Zhang Wenjin, Li Keyi, Yang Sen, Yuan Sifan, Marsic Ivan, Sippel Genevieve J, Kim Mary S, Burd Randall S
Rutgers University.
Waymo.
Conf Comput Vis Pattern Recognit Workshops. 2024 Jun;2024:4950-4958. doi: 10.1109/cvprw63382.2024.00500. Epub 2024 Sep 27.

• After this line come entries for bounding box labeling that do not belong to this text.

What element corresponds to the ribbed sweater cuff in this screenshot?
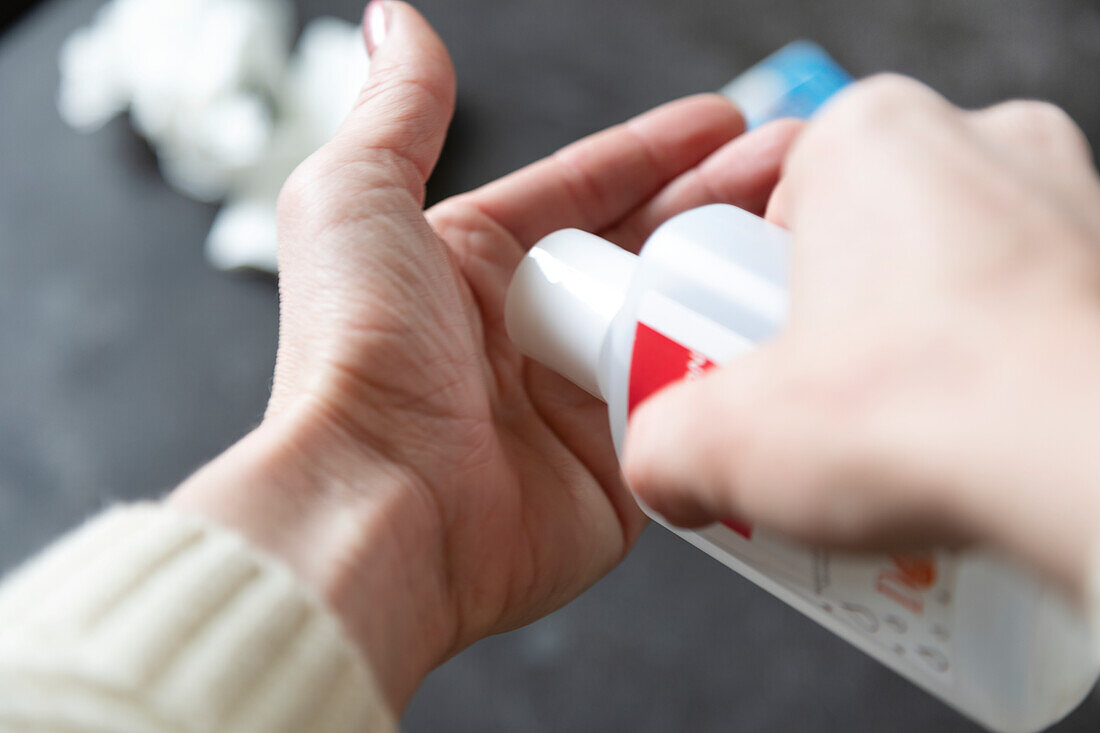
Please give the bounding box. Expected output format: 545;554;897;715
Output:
0;504;394;733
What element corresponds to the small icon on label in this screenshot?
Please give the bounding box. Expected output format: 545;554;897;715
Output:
916;646;950;672
882;613;909;634
840;603;879;634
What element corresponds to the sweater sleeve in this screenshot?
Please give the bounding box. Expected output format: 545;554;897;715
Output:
0;504;395;733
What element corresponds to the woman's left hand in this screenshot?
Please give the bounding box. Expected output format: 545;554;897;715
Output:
172;0;798;711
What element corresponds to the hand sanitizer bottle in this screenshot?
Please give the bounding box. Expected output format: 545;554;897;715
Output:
505;205;1100;733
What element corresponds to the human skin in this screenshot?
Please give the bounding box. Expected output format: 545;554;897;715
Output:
169;0;1100;713
168;0;800;713
624;76;1100;595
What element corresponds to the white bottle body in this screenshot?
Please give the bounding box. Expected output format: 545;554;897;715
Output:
508;205;1100;733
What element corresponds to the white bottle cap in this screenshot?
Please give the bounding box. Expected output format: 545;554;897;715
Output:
504;229;638;401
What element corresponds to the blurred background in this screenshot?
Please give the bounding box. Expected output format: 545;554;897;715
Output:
0;0;1100;733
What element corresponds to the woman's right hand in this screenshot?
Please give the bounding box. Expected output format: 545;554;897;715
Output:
625;77;1100;590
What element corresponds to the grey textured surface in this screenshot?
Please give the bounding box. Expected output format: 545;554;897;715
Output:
0;0;1100;733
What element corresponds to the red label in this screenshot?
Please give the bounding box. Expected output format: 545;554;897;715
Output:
626;321;752;539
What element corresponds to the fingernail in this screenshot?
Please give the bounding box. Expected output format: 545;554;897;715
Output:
363;0;389;56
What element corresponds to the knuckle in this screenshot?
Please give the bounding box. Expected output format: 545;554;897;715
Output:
838;74;943;129
997;99;1088;154
784;74;950;186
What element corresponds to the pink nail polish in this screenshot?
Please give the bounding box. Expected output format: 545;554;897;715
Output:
363;0;389;56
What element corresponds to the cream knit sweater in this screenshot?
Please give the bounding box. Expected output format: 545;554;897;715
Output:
0;504;395;733
0;504;1100;733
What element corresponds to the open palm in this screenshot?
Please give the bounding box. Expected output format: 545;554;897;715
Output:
266;2;796;699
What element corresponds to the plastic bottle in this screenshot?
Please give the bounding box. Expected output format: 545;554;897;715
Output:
505;205;1098;733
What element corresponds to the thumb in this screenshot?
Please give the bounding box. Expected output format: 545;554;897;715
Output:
623;344;796;527
330;0;454;203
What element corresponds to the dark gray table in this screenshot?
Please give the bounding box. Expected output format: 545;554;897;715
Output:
0;0;1100;733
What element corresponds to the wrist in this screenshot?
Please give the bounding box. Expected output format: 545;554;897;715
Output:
168;400;455;714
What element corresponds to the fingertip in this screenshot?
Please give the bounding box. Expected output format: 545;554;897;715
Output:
623;385;715;527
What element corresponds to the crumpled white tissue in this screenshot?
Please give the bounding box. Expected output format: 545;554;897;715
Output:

Trauma is a leading cause of mortality worldwide, with about 20% of these deaths being preventable. Most of these preventable deaths result from errors during the initial resuscitation of injured patients. Decision support has been evaluated as an approach to support teams during this phase to reduce errors. Existing systems require manual data entry and monitoring, which makes tasks challenging to accomplish in a time-critical setting. This paper identified the specific challenges of achieving effective decision support in trauma resuscitation based on computer vision techniques, including complex backgrounds, crowded scenes, fine-grained activities, and a scarcity of labeled data. To address the first three challenges, the proposed system involved an actor tracker that identifies individuals, allowing the system to focus on actor-specific features. Video Masked Autoencoder (Video-MAE) was used to overcome the issue of insufficient labeled data. This approach enables self-supervised learning using unlabeled video content, improving feature representation for medical activities. For more reliable performance, an ensemble fusion method was introduced. This technique combines predictions from consecutive video clips and different actors. Our method outperformed existing approaches in identifying fine-grained activities, providing a solution for activity recognition in trauma resuscitation and similar complex domains.
创伤是全球范围内主要的死亡原因,其中约20%的死亡是可预防的。这些可预防的死亡大多是由于受伤患者初始复苏过程中的失误导致的。决策支持已被评估为在这一阶段支持团队以减少失误的一种方法。现有系统需要手动输入和监测数据,这使得在时间紧迫的情况下完成任务具有挑战性。本文确定了基于计算机视觉技术在创伤复苏中实现有效决策支持的具体挑战,包括复杂背景、拥挤场景、细粒度活动以及标记数据稀缺等问题。为应对前三个挑战,所提出的系统包含一个能够识别个体的行为跟踪器(actor tracker),使系统能够专注于特定个体的特征。视频掩码自动编码器(Video-MAE)被用于克服标记数据不足的问题。这种方法能够利用未标记的视频内容进行自监督学习,改善对医疗活动的特征表示。为了获得更可靠的性能,引入了一种集成融合方法。该技术结合了连续视频片段和不同个体的预测结果。我们的方法在识别细粒度活动方面优于现有方法,为创伤复苏及类似复杂领域的活动识别提供了解决方案。